A very large batchsize requires 64 GPUs

Question

A very large batchsize requires 64 GPUs

Jxu-Thu opened this issue 3 years ago · comments

Thanks for your great codes!
In your paper, running the pre-training experiments needs 64 V100 GPUs.
For research purposes, it is too heavy.

If using a small batch size, the performance would drop? How much? Can you provide any empirical results?

Wonjae Kim · Answer 1 · Wed Jun 09 2021 13:02:15 GMT+0800 (China Standard Time)

Unfortunately, we only experimented with batch_size=4096, thus have no empirical results.
Though I believe the performance will be preserved for lower batch sizes like 2048 or 1024.

For low resource regimes, the published code provides "gradient accumulation" options.
It will automatically compute the steps to accumulate gradients with given per_gpu_batchsize and the number of GPUS. (see https://github.com/dandelin/ViLT/blob/master/run.py#L42-L44)
Theoretically, the gradient accumulation will result in the same output compared to the non-accumulation version. (However, we did not use gradient accumulation for our experiments. So it is not guaranteed.)
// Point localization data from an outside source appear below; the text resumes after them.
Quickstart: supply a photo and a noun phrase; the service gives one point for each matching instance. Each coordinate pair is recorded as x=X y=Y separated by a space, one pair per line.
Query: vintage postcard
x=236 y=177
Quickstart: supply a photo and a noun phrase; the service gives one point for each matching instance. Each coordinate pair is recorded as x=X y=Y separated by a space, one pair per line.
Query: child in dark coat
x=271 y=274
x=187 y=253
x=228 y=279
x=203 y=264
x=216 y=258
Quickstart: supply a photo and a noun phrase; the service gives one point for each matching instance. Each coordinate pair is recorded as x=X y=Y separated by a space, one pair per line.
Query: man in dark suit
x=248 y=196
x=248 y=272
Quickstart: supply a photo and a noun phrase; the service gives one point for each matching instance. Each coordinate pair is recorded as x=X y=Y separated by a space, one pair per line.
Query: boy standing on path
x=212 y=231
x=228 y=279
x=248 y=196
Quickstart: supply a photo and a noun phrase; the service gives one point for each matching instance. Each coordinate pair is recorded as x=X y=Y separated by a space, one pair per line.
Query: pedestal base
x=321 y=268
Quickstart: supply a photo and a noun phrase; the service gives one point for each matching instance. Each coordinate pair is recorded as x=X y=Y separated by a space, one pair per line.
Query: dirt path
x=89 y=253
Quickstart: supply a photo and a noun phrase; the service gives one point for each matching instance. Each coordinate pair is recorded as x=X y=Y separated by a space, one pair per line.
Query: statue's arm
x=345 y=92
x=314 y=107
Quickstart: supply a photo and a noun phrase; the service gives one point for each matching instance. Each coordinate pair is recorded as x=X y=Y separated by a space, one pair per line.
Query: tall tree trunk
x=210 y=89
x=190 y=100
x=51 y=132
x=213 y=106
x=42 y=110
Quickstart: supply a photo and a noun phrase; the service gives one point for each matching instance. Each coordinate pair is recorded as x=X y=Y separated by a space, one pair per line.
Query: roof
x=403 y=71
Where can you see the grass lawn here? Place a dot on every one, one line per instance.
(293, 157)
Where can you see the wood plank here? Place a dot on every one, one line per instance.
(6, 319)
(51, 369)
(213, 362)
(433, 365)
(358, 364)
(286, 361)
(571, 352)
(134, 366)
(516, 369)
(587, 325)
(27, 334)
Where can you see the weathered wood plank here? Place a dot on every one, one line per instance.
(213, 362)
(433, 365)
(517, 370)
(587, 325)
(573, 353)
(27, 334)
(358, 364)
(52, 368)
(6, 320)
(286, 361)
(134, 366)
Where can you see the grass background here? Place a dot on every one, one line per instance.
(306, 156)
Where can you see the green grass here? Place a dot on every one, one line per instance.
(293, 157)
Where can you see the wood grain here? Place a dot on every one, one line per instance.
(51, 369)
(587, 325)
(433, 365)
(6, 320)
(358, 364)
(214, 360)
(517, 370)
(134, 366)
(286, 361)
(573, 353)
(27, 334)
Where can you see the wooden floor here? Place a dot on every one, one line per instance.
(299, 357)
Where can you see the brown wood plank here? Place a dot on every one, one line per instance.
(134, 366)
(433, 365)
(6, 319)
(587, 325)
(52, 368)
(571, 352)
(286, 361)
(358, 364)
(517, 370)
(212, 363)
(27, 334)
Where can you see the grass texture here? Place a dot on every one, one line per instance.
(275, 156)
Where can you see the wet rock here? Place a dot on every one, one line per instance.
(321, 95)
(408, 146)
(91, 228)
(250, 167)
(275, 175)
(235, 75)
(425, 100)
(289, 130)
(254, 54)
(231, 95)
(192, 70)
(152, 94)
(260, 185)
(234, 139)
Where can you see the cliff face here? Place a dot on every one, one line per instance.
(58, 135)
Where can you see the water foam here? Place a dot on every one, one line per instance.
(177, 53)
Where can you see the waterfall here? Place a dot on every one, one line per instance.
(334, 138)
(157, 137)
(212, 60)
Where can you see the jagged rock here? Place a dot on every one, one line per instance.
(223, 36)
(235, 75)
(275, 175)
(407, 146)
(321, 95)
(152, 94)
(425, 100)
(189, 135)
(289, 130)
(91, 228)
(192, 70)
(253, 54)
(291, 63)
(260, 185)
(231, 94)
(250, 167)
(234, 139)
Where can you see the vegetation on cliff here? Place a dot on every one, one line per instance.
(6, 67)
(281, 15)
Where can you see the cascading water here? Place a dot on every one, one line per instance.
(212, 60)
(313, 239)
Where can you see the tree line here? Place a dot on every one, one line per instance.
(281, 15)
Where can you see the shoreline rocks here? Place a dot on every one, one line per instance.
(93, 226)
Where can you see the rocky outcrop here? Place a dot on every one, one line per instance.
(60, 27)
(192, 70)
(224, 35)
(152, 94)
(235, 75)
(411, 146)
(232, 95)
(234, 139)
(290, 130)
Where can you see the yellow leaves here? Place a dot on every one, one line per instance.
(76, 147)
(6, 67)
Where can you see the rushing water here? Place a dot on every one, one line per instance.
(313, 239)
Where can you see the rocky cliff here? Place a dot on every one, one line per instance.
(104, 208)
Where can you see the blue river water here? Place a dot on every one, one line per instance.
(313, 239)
Jxu-Thu · Answer 2 · Sun Jun 13 2021 11:37:37 GMT+0800 (China Standard Time)

If I use smaller nodes such as num_gpus=8 num_nodes=1, (batch size 4096, with accum_steps=8) should I modify the other configurations? such as the max_steps?

Wonjae Kim · Answer 3 · Sun Jun 13 2021 16:57:36 GMT+0800 (China Standard Time)

@Jxu-Thu
As far as I know, Pytorch lightning will increase the LightningModule's internal step only if the accumulation is done.
(https://github.com/PyTorchLightning/pytorch-lightning/blob/master/pytorch_lightning/trainer/training_loop.py#L813)
So you should not change the other configurations for applying the gradient accumulation feature.

Jxu-Thu · Answer 4 · Sun Jun 13 2021 17:11:13 GMT+0800 (China Standard Time)

Many thanks for your kind reply!
I am trying to reproduce the results with 24 V100 GPUs with accu steps 3 and batch size over 4k without modifying any configurations.

Wonjae Kim · Answer 5 · Sun Jun 13 2021 17:15:05 GMT+0800 (China Standard Time)

@Jxu-Thu
Also, please pull the latest commit (#12 (comment))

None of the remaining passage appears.